In our project the overground part represents the Passive nature which is the part where the residents can experience the green, fresh air, the scent of nature by living in the residence. The underground part represents the Active nature, this is the part to enhance the residents to experience human activity without the limitation from the influence of nature. This may sound like a contradiction so putting it more clearly, the roof allows us to act under the rain, the light allows us to walk in the shade of night. We divided the section as the rhythms of the lifestyle varies between individuals especially in the urban area. Some people might work at night, and some the opposite. As this project is aimed to recover the urban stress of the human being, we tried to produce a residence which has the possibility to comprehend more variations of lifestyles.

5. The use of the nature resources

We planned this residence to use as much of the natural resources. The floor level of the circled residence unit is increased by 500mm so that the courtyard and the surrounding area could have the natural ventilation system. In addition to this, the panels on the residence unit can reduce the impacts from the strong wing especially the windshear as this architecture is modeled to be built in the urban city. The roof material of the underground area is the heat reflective glass so it would gain the natural daylight and also absorb the heat. Moreover, the underground area is a double wall structure in which the main part of the underground area is surrounded by the vehicle pathways and the seismic isolated structure. This allows to intake the outdoor air and maintain the temperature by letting the air to flow in the space where it has the influence of the geothermal heat. The geothermal heat in the underground is thermally stable compared to the outdoor, therefore it would help to save the energy of the air conditioning load.

6. Summery

In planning this project, our aim was to reconnect the urban resident’s daily lives to the blessing of nature as much as possible by connecting man-made technology and the resources of nature. The overground part consists of a residential units and the common use units arranged as a huge circle with the central courtyard in the center to enable the residents and also the surrounding environments to experience the positive influence of this architecture (e.g., the natural wind duct, noise control, the aesthetically pleasing design using the green resources.) The underground area allows the residents to experience activities and exercise surrounded by the plants and flowers without the limitation of nature. In addition, the underground unit could be used as an assembly hall as we designed a different gateway to this area. The connection between the surrounding community would lead to different chances of communication and activities to the residents.
At last, we hope this architecture will be one of the solutions that could reconnect nature and human lives by fusion the resources of nature and human technology to reduce the urban stress. Human mental stress would be more complicated and be varied as society keeps evolving in the complex way. We believe the progress of technology could help and produce relief to the human lives by reconnecting the lives to the blessing of nature.

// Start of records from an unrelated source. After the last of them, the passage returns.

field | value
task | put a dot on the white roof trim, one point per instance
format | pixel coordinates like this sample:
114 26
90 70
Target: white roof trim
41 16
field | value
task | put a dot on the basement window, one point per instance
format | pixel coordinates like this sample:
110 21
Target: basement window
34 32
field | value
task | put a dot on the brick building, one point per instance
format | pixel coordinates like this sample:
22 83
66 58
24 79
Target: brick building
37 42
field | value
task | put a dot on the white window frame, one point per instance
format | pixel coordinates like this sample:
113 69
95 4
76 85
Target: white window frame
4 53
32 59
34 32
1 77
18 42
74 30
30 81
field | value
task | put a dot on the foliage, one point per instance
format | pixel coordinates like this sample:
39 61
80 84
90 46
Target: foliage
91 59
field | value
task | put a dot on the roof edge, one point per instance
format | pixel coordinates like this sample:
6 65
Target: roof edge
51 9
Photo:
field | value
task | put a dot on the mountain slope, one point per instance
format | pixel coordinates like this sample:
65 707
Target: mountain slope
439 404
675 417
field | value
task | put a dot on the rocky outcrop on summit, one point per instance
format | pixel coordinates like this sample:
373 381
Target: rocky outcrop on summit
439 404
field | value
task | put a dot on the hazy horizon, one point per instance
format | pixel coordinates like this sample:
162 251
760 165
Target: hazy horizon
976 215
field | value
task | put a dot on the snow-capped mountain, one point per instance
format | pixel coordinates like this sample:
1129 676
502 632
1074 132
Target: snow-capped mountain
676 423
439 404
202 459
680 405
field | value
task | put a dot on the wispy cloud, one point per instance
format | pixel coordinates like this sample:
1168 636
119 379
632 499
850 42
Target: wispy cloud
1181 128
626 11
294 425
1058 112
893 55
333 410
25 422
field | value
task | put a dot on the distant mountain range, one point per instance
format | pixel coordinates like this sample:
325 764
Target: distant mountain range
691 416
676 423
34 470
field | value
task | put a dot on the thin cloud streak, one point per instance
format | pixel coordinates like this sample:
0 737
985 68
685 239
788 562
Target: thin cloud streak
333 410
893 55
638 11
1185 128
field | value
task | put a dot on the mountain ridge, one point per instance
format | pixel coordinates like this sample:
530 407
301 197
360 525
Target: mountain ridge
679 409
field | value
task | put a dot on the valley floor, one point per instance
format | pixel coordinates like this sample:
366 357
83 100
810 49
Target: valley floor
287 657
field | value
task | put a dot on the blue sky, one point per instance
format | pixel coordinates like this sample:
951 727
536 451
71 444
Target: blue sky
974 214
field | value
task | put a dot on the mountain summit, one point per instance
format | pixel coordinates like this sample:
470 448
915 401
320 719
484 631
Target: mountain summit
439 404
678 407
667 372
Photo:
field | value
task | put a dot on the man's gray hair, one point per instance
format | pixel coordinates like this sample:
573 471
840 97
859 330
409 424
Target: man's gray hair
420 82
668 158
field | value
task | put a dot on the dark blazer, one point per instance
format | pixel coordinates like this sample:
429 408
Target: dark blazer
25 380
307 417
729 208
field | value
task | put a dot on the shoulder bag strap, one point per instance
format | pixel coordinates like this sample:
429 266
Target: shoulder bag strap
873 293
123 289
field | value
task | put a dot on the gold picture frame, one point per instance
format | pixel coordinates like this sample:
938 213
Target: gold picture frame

Calogiuri, Giovanna. “Green exercise as a workplace intervention to reduce job stress. Results from a pilot study.” National Library of Medicine, 2015. PubMed PMID: 26684708

Hazer, Meghan. “The relationship between self-reported exposure to greenspace and human stress in Baltimore, MD.” Landscape and Urban Planning, vol. 169, 2018.

Juster, RP. “Allostatic load biomarkers of chronic stress and impact on health and cognition.” Neuro-science and Biobehavioral Reviews, 2010; 35(1):2-16. PubMed PMID: WOS:000282205600002.

Kaplan, S. “The restorative Benefits of Nature – Toward an Integrative Framework.” Journal of Environmental Psychology, 1995. PubMed PMID: WOS*A1995TC98400002

The Ministry of Land, Infrastructure and Transport of Japan “都市の緑量と心理的効果の相関関係の社会実験調査について”

Thompson, W, Catharine. “More green space is linked to less stress in deprived communities: Evidence from salivary cortisol patterns.” Landscape and Urban Planning, vol. 105, 2012.